Kisah ini sepertinya mengingatkan kita terhadap fenomena jimat yang masih menggejala di sekitar kita. Termasuk yang belakangan terjadi pada fenomena Dimas Kanjeng Taat Pribadi. Jangan-jangan, asal usul munculnya jimat ya seperti itu? Benda atau sesuatu itu sebenarnya hanyalah benda biasa, tetapi dibumbuhi orang-orang pintar atau yang dianggap pintar agar si pemegang yakin dan percaya saja.
Hingga tidak jarang dari kita pun dengan bangganya memakai jimat; ada yang berupa kalung, akik, keris, atau lainnya yang dianggap ‘sakti’, padahal itu hanyalah benda biasa. Bila diingat, lucu juga kalau menjumpai teman seperti itu. Karena yang sakti ternyata bukan benda jimatnya tetapi dirinya sendiri, di dalam dirinya yang sebenarnya memiliki kekuatan luar biasa, cuma tidak digali karena tidak tahu ada potensi hebat di dalam dirinya.
baca juga: Makna Kehidupan Hakiki
Semoga ini bisa disadari oleh ummat Islam.

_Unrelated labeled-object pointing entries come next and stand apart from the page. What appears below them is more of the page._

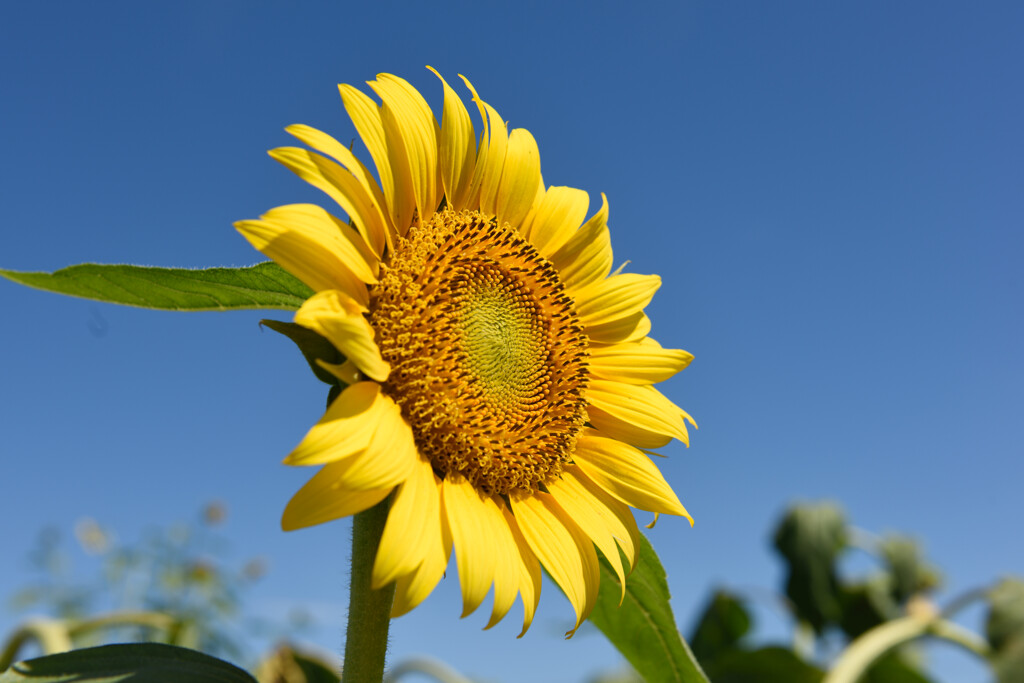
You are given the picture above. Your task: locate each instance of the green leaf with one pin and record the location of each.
(313, 348)
(724, 622)
(262, 286)
(891, 668)
(810, 538)
(138, 663)
(767, 664)
(867, 604)
(643, 629)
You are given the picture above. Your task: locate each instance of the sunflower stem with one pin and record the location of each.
(369, 610)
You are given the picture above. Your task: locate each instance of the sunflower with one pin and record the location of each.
(499, 378)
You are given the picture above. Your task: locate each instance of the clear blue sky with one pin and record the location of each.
(832, 193)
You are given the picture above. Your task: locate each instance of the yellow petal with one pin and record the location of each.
(409, 129)
(614, 298)
(626, 473)
(616, 514)
(471, 535)
(345, 429)
(555, 219)
(340, 321)
(366, 116)
(625, 330)
(414, 588)
(583, 509)
(644, 407)
(626, 431)
(529, 572)
(390, 456)
(304, 241)
(380, 223)
(407, 536)
(491, 156)
(457, 148)
(326, 497)
(586, 258)
(507, 560)
(338, 183)
(644, 363)
(520, 174)
(562, 548)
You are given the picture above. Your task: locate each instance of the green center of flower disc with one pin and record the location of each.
(488, 359)
(504, 343)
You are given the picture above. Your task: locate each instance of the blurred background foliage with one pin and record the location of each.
(176, 586)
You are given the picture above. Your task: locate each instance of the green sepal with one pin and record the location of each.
(910, 571)
(1005, 629)
(312, 346)
(643, 629)
(262, 286)
(152, 663)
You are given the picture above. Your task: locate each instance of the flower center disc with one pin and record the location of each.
(488, 359)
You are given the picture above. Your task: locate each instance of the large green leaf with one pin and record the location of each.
(724, 623)
(767, 664)
(643, 628)
(810, 538)
(313, 348)
(138, 663)
(262, 286)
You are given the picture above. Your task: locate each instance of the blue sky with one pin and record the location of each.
(832, 193)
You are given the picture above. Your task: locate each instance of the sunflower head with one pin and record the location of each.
(499, 379)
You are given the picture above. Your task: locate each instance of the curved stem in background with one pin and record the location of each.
(863, 651)
(51, 635)
(369, 610)
(57, 635)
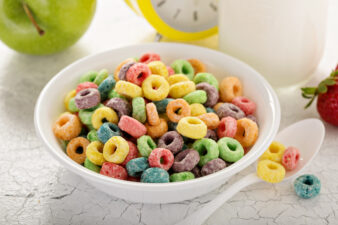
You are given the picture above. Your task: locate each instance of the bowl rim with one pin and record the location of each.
(227, 172)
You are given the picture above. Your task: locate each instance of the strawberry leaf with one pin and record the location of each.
(334, 73)
(306, 96)
(322, 88)
(309, 90)
(310, 102)
(329, 81)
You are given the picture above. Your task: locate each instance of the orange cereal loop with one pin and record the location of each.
(230, 88)
(76, 149)
(247, 132)
(210, 119)
(217, 105)
(152, 114)
(118, 68)
(198, 66)
(178, 109)
(67, 126)
(157, 130)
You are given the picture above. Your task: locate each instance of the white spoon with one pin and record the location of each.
(307, 135)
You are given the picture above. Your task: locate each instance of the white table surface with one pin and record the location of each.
(35, 189)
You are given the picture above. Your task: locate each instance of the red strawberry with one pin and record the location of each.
(327, 103)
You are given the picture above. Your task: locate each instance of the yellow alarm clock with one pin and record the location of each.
(182, 20)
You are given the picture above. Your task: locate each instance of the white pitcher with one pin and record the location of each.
(282, 39)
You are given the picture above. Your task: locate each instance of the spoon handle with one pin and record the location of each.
(208, 209)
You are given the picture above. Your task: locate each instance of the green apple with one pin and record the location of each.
(44, 26)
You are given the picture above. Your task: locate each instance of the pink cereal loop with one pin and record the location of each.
(245, 104)
(227, 127)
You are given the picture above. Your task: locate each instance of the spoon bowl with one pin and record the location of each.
(306, 135)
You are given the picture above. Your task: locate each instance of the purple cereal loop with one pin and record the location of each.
(87, 98)
(172, 141)
(228, 109)
(212, 93)
(121, 106)
(196, 171)
(253, 118)
(186, 160)
(124, 69)
(211, 134)
(213, 166)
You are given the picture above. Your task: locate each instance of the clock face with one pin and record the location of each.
(187, 15)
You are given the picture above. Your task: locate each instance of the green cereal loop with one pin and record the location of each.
(91, 166)
(181, 66)
(206, 145)
(230, 150)
(161, 106)
(85, 115)
(89, 76)
(145, 145)
(114, 94)
(182, 176)
(92, 136)
(198, 96)
(206, 77)
(139, 109)
(72, 106)
(103, 74)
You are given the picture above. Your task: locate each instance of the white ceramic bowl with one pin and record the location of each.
(50, 104)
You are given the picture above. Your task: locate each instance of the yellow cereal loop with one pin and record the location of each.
(179, 90)
(270, 171)
(155, 88)
(176, 78)
(103, 113)
(230, 88)
(274, 152)
(115, 150)
(247, 132)
(118, 68)
(68, 97)
(128, 89)
(158, 68)
(192, 127)
(94, 153)
(210, 119)
(197, 109)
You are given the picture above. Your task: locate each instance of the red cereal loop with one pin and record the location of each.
(115, 171)
(161, 154)
(290, 158)
(133, 153)
(227, 127)
(149, 57)
(170, 71)
(137, 73)
(132, 126)
(245, 104)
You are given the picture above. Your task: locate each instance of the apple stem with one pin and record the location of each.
(31, 18)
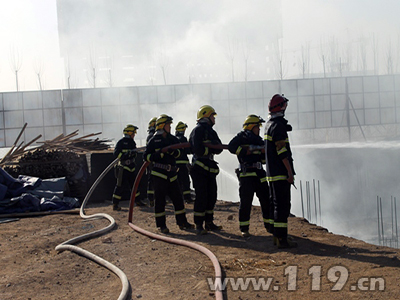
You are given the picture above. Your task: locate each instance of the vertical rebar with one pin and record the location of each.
(395, 217)
(315, 203)
(379, 226)
(383, 230)
(308, 202)
(301, 196)
(392, 216)
(319, 203)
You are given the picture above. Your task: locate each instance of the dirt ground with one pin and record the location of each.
(324, 266)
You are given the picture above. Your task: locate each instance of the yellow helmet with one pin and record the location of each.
(251, 121)
(205, 112)
(152, 122)
(180, 126)
(130, 128)
(162, 120)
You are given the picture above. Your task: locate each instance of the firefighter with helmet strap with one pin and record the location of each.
(280, 171)
(204, 169)
(182, 162)
(164, 174)
(249, 149)
(150, 189)
(125, 169)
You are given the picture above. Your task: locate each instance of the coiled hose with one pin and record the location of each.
(204, 250)
(68, 245)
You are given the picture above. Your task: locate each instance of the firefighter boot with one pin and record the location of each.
(284, 243)
(163, 229)
(210, 226)
(200, 229)
(186, 226)
(245, 233)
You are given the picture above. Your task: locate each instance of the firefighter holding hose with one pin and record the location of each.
(125, 169)
(249, 149)
(150, 189)
(182, 162)
(164, 174)
(205, 169)
(280, 171)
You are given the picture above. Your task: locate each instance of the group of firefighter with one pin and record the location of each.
(169, 170)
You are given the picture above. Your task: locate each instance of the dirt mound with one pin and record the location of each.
(323, 266)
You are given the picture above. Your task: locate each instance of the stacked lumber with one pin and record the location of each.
(67, 143)
(63, 156)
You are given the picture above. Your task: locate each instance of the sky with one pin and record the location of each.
(31, 37)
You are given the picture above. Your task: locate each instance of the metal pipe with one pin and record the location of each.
(301, 196)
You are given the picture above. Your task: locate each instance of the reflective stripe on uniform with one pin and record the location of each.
(158, 174)
(282, 150)
(211, 170)
(276, 178)
(268, 138)
(238, 150)
(250, 174)
(129, 169)
(268, 221)
(182, 162)
(280, 225)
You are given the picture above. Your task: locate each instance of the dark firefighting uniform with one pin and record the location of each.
(252, 177)
(182, 163)
(276, 130)
(165, 178)
(150, 188)
(125, 169)
(204, 171)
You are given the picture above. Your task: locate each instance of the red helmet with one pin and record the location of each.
(276, 103)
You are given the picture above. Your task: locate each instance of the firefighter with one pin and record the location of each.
(150, 190)
(182, 162)
(280, 171)
(164, 174)
(250, 151)
(125, 169)
(204, 169)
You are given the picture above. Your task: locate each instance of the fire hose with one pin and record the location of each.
(68, 245)
(204, 250)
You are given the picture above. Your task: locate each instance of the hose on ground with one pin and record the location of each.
(204, 250)
(68, 244)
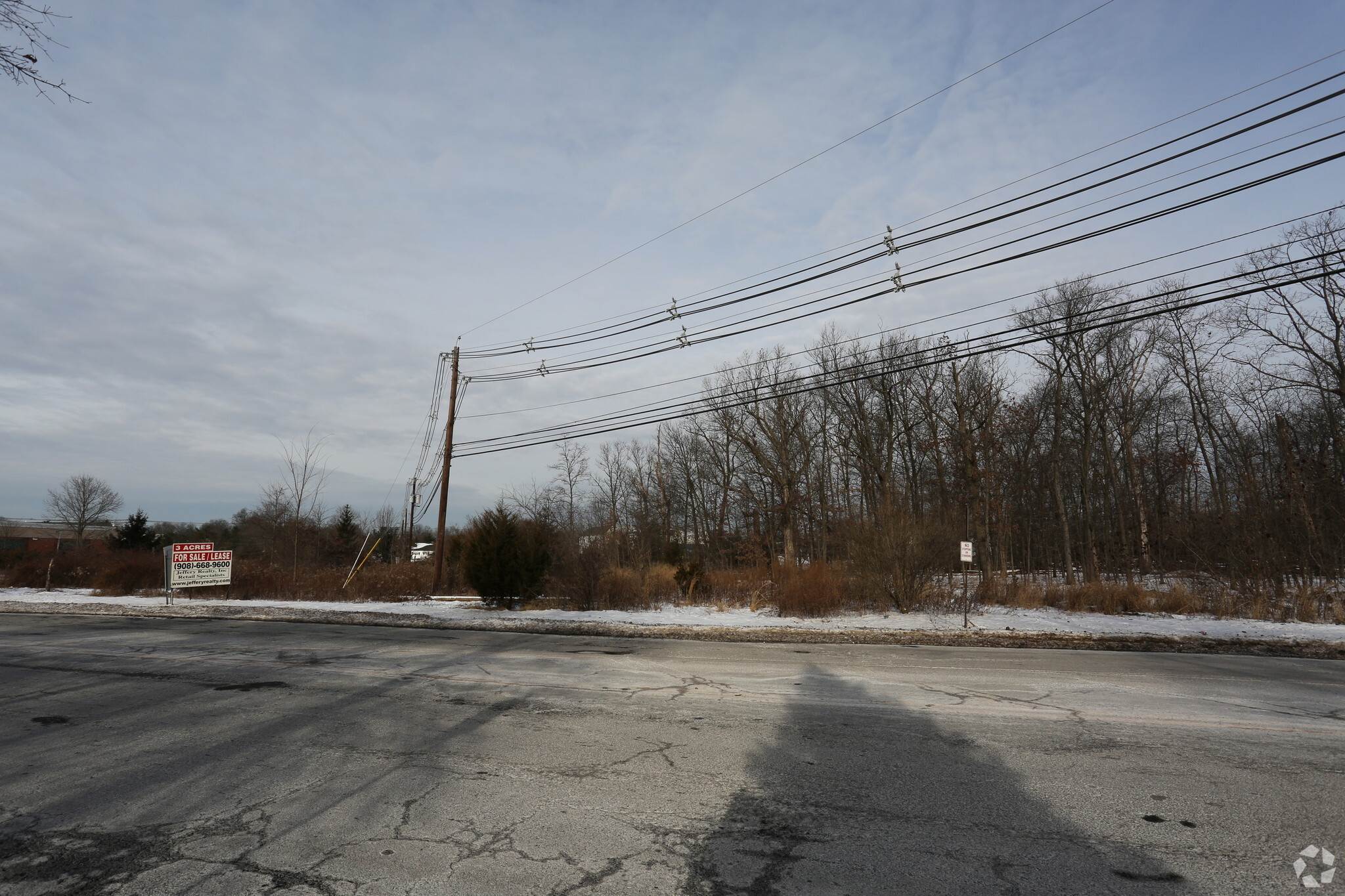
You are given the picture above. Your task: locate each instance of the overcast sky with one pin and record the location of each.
(271, 217)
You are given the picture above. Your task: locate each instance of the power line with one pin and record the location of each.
(674, 403)
(898, 244)
(489, 350)
(791, 168)
(938, 317)
(887, 332)
(872, 278)
(940, 356)
(655, 349)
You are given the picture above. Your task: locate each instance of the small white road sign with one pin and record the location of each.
(197, 565)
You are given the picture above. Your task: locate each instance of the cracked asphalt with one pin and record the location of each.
(151, 757)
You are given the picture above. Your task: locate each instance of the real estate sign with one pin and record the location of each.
(197, 565)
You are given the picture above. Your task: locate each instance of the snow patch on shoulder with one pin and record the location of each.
(989, 620)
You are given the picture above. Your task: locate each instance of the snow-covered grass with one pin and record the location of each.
(985, 620)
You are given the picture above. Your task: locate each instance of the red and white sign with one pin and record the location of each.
(195, 565)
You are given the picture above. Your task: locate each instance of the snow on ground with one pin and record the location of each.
(988, 620)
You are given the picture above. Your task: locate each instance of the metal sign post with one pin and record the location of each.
(195, 565)
(966, 594)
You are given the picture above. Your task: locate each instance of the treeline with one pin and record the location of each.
(1202, 442)
(275, 534)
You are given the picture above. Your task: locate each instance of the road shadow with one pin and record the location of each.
(860, 798)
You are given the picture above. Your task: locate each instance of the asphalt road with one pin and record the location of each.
(151, 757)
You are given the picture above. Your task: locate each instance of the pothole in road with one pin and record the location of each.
(254, 685)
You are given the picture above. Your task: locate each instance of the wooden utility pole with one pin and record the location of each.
(443, 482)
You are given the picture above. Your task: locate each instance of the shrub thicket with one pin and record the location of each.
(505, 559)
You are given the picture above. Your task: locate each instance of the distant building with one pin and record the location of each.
(49, 538)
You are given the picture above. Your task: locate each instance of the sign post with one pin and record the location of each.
(195, 565)
(966, 594)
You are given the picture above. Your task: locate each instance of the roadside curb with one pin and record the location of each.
(975, 639)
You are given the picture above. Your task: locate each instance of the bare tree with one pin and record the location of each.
(19, 61)
(571, 473)
(82, 500)
(303, 479)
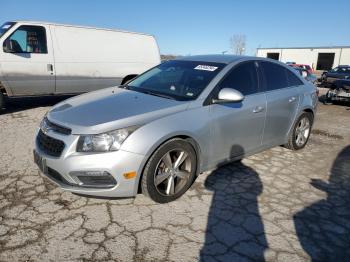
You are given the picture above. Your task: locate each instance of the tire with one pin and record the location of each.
(170, 171)
(300, 133)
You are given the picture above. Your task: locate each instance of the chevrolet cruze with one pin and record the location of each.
(180, 118)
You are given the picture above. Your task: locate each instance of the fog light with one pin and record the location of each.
(130, 175)
(96, 179)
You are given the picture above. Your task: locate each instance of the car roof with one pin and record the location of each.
(226, 59)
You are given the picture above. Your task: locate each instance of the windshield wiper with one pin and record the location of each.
(124, 87)
(156, 94)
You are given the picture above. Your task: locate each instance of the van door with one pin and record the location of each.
(28, 61)
(282, 89)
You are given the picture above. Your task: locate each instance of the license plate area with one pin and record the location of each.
(40, 162)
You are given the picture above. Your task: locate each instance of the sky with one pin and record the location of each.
(191, 27)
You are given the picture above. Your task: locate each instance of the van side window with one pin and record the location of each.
(293, 80)
(275, 76)
(242, 78)
(27, 39)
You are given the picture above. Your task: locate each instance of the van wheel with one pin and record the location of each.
(301, 132)
(170, 171)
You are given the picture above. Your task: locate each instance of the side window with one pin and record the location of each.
(242, 78)
(27, 39)
(293, 80)
(275, 76)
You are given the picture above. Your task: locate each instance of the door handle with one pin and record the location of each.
(50, 68)
(258, 109)
(292, 99)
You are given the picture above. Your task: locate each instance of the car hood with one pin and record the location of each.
(111, 108)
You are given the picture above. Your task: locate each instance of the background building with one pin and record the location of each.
(319, 58)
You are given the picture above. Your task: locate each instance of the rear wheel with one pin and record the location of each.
(170, 171)
(301, 132)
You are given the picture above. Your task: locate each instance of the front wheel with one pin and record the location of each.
(2, 101)
(170, 171)
(301, 132)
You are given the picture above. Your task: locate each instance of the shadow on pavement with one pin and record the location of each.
(235, 230)
(323, 228)
(14, 105)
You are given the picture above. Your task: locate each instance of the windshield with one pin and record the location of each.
(5, 27)
(179, 80)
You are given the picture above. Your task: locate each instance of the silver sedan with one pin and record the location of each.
(180, 118)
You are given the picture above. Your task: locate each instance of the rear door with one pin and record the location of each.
(282, 89)
(237, 128)
(28, 61)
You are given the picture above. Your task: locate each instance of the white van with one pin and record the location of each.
(39, 58)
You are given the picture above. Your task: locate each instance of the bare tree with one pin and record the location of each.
(237, 44)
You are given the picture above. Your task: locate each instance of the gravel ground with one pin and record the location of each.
(278, 205)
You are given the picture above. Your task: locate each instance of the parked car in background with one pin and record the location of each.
(303, 66)
(171, 123)
(339, 91)
(306, 74)
(340, 72)
(46, 59)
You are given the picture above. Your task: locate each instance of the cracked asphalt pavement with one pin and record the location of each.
(277, 205)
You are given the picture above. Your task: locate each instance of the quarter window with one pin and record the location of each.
(275, 76)
(242, 78)
(293, 80)
(27, 39)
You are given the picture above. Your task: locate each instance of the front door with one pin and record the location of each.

Sehingga, seberapa pun persoalan yang menimpa saat ini, bukan menjadi penghalang untuk maju dan menjadi ummat hebat. Apa pun yang terjadi belakangan ini tak ubahnya hanya angin di laut, yang justru bisa dimanfaatkan untuk kemajuan. Bila para pelaut menganggap air laut itu sebuah bencana, maka tak akan ada kapal yang berlayar. Semoga bermanfaat. #Jumatbarokah.